Nos últimos dias o tema da educação tem ocupado lugar de destaque
nos meios de comunicação, motivado pela divulgação do resultado do
ENEM 2010. Brevemente serão publicados os resultados do ENADE 2010
trazendo dados sobre a qualidade da educação superior brasileira. O
tema da avaliação da educação desencadeia debates intensos e
perspectivas nem sempre convergentes. Um dos temas candentes se
refere ao sistema de avaliação uniforme e padronizado que pretende
mensurar a realidade de um sistema educativo diversificado em
diversas esferas de análise: diversificado do ponto de vista social,
cultural, econômico e gerencial entre outros. Isso significa que
ainda que as condições para a construção da educação sejam díspares,
são esperados resultados iguais, mesmo que nem todos tenham obtido o
acesso aos insumos educacionais e culturais necessários a um
desempenho satisfatório. Esse tema está presente no antagonismo
entre escolas públicas e privadas: enquanto as escolas públicas de
nível médio, em sua maioria, amargam baixos resultados no ENEM, as
particulares obtem resultados ligeiramente melhores. Na educação
superior esse jogo inverte-se, tendo as universidades públicas
melhor desempenho que as particulares em todos os índices que
mensuram a qualidade dos cursos superiores.
Muitos identificam na
disparidade social e econômica uma das razões para essa diferença de
resultados: os alunos que freqüentam a escola pública na educação
básica são oriundos de camadas sociais sem acesso a bens culturais
mais elaborados, de ambientes familiares de baixa escolaridade e
contam com uma escola pública incapaz de agregar conhecimento
sistematizado, valor cultural e pedagógico à sua experiência de
formação.
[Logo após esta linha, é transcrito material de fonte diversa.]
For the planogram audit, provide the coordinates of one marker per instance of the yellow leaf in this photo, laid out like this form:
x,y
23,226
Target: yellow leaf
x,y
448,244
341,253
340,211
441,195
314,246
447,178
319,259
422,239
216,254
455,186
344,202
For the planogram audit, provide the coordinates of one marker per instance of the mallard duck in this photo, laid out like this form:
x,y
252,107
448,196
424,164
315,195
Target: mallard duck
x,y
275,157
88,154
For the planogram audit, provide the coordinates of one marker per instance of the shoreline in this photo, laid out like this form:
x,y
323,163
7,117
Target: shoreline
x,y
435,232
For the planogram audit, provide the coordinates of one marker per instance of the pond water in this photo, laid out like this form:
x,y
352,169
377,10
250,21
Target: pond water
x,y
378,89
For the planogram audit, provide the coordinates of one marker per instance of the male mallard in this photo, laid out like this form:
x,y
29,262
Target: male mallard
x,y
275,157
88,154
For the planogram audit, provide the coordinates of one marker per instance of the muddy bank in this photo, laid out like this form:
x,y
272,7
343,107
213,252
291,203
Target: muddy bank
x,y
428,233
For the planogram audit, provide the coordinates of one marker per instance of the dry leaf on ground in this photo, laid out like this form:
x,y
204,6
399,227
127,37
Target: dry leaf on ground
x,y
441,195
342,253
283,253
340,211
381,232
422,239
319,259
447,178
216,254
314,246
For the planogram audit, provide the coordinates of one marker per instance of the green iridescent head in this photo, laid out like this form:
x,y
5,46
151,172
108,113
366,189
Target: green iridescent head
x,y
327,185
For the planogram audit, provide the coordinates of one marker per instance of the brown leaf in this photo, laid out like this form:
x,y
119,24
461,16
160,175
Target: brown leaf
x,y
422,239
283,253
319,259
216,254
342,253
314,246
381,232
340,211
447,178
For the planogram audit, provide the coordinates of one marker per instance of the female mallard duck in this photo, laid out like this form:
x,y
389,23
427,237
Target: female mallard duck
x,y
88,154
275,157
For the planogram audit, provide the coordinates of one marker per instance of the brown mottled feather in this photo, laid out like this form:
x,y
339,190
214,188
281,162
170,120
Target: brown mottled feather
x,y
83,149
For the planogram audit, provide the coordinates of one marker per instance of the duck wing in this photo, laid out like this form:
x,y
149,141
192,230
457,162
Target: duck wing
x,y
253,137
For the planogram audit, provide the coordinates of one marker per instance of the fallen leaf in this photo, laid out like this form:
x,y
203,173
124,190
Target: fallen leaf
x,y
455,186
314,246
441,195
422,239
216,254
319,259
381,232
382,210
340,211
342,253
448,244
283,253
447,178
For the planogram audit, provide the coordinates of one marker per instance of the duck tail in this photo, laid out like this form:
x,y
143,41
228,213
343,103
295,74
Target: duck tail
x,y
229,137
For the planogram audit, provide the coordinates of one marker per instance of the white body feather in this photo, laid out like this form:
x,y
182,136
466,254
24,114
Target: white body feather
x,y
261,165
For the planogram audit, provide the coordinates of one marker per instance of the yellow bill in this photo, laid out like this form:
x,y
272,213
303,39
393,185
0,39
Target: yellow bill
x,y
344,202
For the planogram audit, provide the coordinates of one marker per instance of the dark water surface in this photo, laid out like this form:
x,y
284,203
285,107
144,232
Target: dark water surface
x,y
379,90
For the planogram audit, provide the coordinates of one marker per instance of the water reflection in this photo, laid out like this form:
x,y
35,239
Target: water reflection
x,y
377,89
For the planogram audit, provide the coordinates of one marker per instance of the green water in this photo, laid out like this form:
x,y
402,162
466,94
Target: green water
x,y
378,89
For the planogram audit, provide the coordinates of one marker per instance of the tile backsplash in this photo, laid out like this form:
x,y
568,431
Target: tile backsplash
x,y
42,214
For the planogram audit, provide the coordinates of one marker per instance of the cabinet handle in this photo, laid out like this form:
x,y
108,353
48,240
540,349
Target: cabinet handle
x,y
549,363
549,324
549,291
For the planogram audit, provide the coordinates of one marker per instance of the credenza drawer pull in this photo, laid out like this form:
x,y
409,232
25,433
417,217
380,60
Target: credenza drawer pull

Em conseqüência esses alunos acabam por serem excluídos do
sistema público de educação superior cujas vagas são preenchidas, em
sua maioria, por aqueles da rede particular que possuem experiência
cultural mais rica em seus ambientes familiar, social, econômico e
escolar. Essa dicotomia nos
remete a outra linha de debate que acompanha a avaliação da
educação: qualidade versus quantidade. A história da educação
brasileira é marcada pelos esforços de democratização do acesso à
educação que nos conduziram ao presente cenário de quase
universalização da educação nos níveis básicos e médios o que gerou
uma relativa expansão da educação superior. Ainda que a
universalização não tenha sido acompanhada da tão desejada
qualidade, não podemos deixar de reconhecer sua importância. O
caminho da reflexão e da ação para o próximo tempo deverá ser no
sentido de organizar uma escola capaz de agregar valor cultural e
conhecimento sistematizado nos diversos saberes de tal forma que a
escola não seja apenas reflexo das realidades sociais e econômicas
de seus alunos, mas também contribua para sua transformação.